It carried Brett to three batting titles and the MLB Hall-of-Fame.
Joel Wagler wrote a long analysis about Moose’s transformation on KC Kingdom. Through Moustakas’ minor-league career and his first four years in the major leagues, he had always been a dead pull hitter. You can easily see this by comparing Mike Moustakas’ hit chart through the end of the 2014 season to his spray chart from this season:
[charts courtesy of Brooks Baseball: through 2014 and 2015]
What’s more, Moose was not a pure hitter. He was a slugger that was trying to put the ball over the fence. In 2010, Moustakas led all minor-league hitters with 36 combined home runs between AA Northwest Arkansas and AAA Omaha.
In 2011, he was playing third base for the Kansas City Royals.
Success as a minor-league slugger is what brought Moustakas to the big leagues at age 22. No wonder he was reluctant to change. Moose told Yahoo.com’s Jeff Passan:
“Last year, I was really stubborn,” Moustakas said. “I didn’t think I could get beat by the shift. I felt like I could hit through it. I realized I can’t.”“This offseason I made it a point,” he said. “I’d rather hit around .300 with less home runs than hit .212 with 15. It wasn’t so much about changing my swing as much as changing the thought process behind my swing and where I wanted to hit the ball. You’ve got to swallow your pride and realize that if there are going to be five guys on one side of the field, you probably should just take your hits the other way.”
Passan explained Moustakas’ transformation:
The overhaul was severe. In the past, Moustakas saw a fastball and his first instinct was to hit it to right-center field. On fastballs now, he wants to poke them to left field.
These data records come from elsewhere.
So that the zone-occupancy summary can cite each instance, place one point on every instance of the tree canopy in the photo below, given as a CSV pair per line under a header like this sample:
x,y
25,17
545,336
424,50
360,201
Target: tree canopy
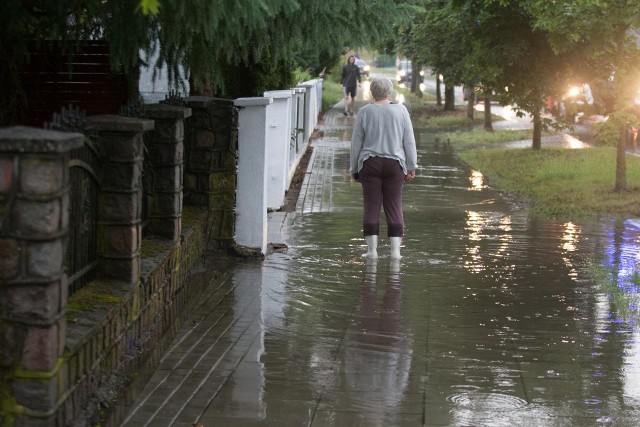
x,y
229,48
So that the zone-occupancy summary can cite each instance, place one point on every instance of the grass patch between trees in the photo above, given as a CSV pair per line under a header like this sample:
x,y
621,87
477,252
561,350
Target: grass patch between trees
x,y
560,182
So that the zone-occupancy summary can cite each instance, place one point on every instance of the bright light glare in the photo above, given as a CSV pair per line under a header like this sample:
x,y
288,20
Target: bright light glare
x,y
573,91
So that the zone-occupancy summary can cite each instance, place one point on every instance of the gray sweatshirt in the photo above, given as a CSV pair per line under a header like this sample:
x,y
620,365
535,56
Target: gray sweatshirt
x,y
383,130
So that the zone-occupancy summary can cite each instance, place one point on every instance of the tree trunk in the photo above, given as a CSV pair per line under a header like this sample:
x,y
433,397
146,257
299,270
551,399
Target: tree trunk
x,y
537,130
415,77
449,101
488,123
621,164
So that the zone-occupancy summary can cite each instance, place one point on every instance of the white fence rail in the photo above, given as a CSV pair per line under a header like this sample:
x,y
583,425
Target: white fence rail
x,y
273,134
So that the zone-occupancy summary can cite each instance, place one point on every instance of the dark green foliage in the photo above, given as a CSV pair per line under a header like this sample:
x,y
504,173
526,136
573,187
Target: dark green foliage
x,y
221,44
Rather than the general idea of “letting the ball travel deep” – a phrase Sveum loathes – he talks with Moustakas about the idea of the ball traveling toward the plate in increments. Every ball is three inches wide, so waiting an extra ball or ball-and-a-half means a hitter must discipline himself from hitting the ball in front of the plate, as so many successful pull hitters do.Some would fail under such a strategy. Moustakas’ hands are quick enough to wait an extra ball or two and still power line drives to left field. With one fielder on that side of the diamond, the real estate is inviting enough that it didn’t take Moustakas long to buy into his new philosophy.
Mike Moustakas has succeeded by applying the “Lucas critique” to baseball, which I said he needed to do this winter in a piece I wrote for KC Kingdom. Robert Lucas was an economist who pointed out that tactical shifts in response to an opponents’ historical political or business performance tend not to work long term because the changes open up new weakness that the enemy can exploit.
In the simpliest terms: people can adjust.
That’s exactly what Mike Moustakas has done. Mike Moustakas told Passan in reference to what he might do if teams stopped shifting against him:
“Until then, I’ll take those cheap hits to the left side,” Moustakas said, and he chuckled, the old power hitter in him surfacing. What he calls cheap, everyone else sees as functional. Getting on base is getting on base, and no matter how it’s done, it’s not cheap if it’s consistent.
Note that George Brett served two months as hitting coach for the team in 2013, and still helps out the coaches when the team is in Kansas City. He has to smile at what current KC Royals third baseman Mike Moustakas is doing at the plate this season.
Sometimes it pays to teach a new dog old tricks.